According to WebMD, ingrown hairs can be treated with steroid medicine that helps to reduce swelling, retinoids that eliminate dead skin cells or antibiotics that treat ingrown hair infections. Doctors can also release the ingrown hair with a sterile needle or scalpel. Electrolysis or laser treatments can also be used to remove the hair follicle permanently, and several laser treatments may be necessary to prevent regrowth, notes Mayo Clinic.
Ingrown hairs are hairs that have grown back into the skin instead of growing upward and outward. The ingrown hair typically produces a small, boil-like sore that is itchy and uncomfortable and may be filled with pus. According to WebMD, ingrown hairs often go away on their own, but they can also remain on the skin, become infected and leave behind a scar. Antibiotics prescribed to treat infected ingrown hairs can either be oral or topical.

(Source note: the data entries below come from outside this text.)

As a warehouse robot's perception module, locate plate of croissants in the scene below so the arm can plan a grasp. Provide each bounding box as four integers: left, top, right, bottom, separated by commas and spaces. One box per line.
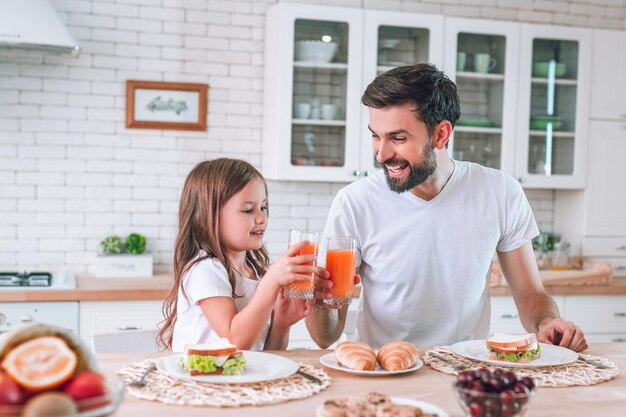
320, 341, 423, 375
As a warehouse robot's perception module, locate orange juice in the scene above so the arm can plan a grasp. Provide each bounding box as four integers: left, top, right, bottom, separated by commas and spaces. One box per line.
288, 242, 318, 292
326, 248, 356, 298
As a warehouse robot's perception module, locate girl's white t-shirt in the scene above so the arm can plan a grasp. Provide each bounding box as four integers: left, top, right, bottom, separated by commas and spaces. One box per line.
171, 251, 269, 353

To prevent new ingrown hairs from developing, WebMD suggests using an exfoliating scrub after each shave, wetting the skin with warm water and applying a lubricating gel before shaving. Using a sharp, single-blade razor, rinsing the razor after each stroke and using as few strokes as possible while shaving may also prevent ingrown hairs. Individuals should also avoid shaving too close to the skin and should always shave in the direction in which the hair is growing.